Sarah didn’t look up. “I was good.”
He nodded. “You still are.”
The words hit harder than she expected.
Later, when the fever broke and his breathing steadied, Dominic slept deeply for the first time since the mansion.
Sarah sat on the floor beside the couch, exhaustion dragging her down.
She had crossed a line.
There was no going back to being invisible.
LORENZO MAKES HIS MOVE
Across the state, in a penthouse overlooking the city, Lorenzo Rossi stood at the window, swirling a glass of whiskey.
“They vanished,” a man behind him said nervously. “No signal. No trail past the cabin.”
Lorenzo’s reflection smiled in the glass.

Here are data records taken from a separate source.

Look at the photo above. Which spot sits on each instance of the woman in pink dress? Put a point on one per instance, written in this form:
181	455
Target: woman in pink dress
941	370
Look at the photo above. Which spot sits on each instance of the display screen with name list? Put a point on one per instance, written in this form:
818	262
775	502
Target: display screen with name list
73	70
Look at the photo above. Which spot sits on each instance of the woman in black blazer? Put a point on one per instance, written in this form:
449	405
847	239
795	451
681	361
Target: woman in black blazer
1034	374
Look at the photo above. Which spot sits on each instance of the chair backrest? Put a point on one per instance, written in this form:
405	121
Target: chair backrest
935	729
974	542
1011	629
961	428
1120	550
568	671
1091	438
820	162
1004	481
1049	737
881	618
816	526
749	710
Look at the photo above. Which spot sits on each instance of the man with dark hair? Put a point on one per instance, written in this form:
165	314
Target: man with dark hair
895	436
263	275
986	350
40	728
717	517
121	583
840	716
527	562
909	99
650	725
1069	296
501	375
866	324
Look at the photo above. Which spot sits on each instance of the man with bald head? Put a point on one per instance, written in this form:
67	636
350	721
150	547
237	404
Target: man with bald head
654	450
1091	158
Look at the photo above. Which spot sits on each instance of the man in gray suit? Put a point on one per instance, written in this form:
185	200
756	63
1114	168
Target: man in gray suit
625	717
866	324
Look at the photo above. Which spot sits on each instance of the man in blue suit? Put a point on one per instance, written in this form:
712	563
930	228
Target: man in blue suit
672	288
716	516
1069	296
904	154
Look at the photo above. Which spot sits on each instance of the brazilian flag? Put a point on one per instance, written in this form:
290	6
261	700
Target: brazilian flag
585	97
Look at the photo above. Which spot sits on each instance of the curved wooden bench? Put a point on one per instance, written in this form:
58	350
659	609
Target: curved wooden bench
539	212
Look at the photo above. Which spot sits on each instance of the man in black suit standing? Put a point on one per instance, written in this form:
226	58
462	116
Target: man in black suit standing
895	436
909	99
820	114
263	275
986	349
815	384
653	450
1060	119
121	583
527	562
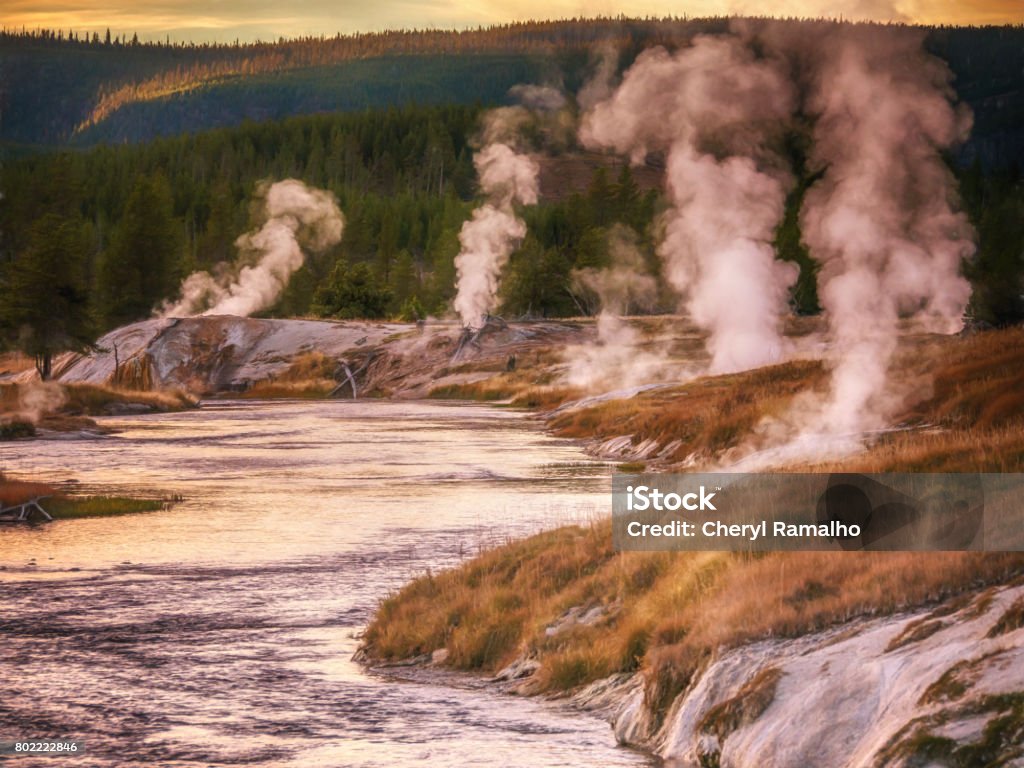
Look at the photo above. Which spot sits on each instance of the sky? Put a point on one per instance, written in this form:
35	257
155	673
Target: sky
225	20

“Then they’re closer than we think.”
“You want us to keep searching?”
“Yes,” Lorenzo replied calmly. “But quietly.”
He turned, his eyes cold.
“And find out who helped him.”
THE CALL THAT CHANGES EVERYTHING
Night fell again.
Snow continued to drift, softening the edges of the world.
Sarah was dozing when Dominic spoke.
“Sarah.”
She looked up instantly.
“I need you to listen,” he said. “If Lorenzo finds us, he won’t just kill me.”
“I know.”
“He’ll destroy my father first.”
Her chest tightened.
“And then he’ll come for you.”
She nodded once. “Then we make sure he doesn’t.”
Dominic studied her in the dim light.
“You understand what that means?”
“Yes,” she said. “It means I don’t just help you survive.”
She stood, something fierce and unyielding settling into her bones.
“It means I help you win.”
For a long moment, Dominic said nothing.
Then he smiled—slow, dangerous, impressed.
“Welcome to the war,” he said.
May you like
Outside, the town slept on, unaware that a quiet blue house at the end of the street now held the key to the future of the Rossi empire.
And Sarah Jenkins, once a maid no one noticed, had officially become something far more dangerous.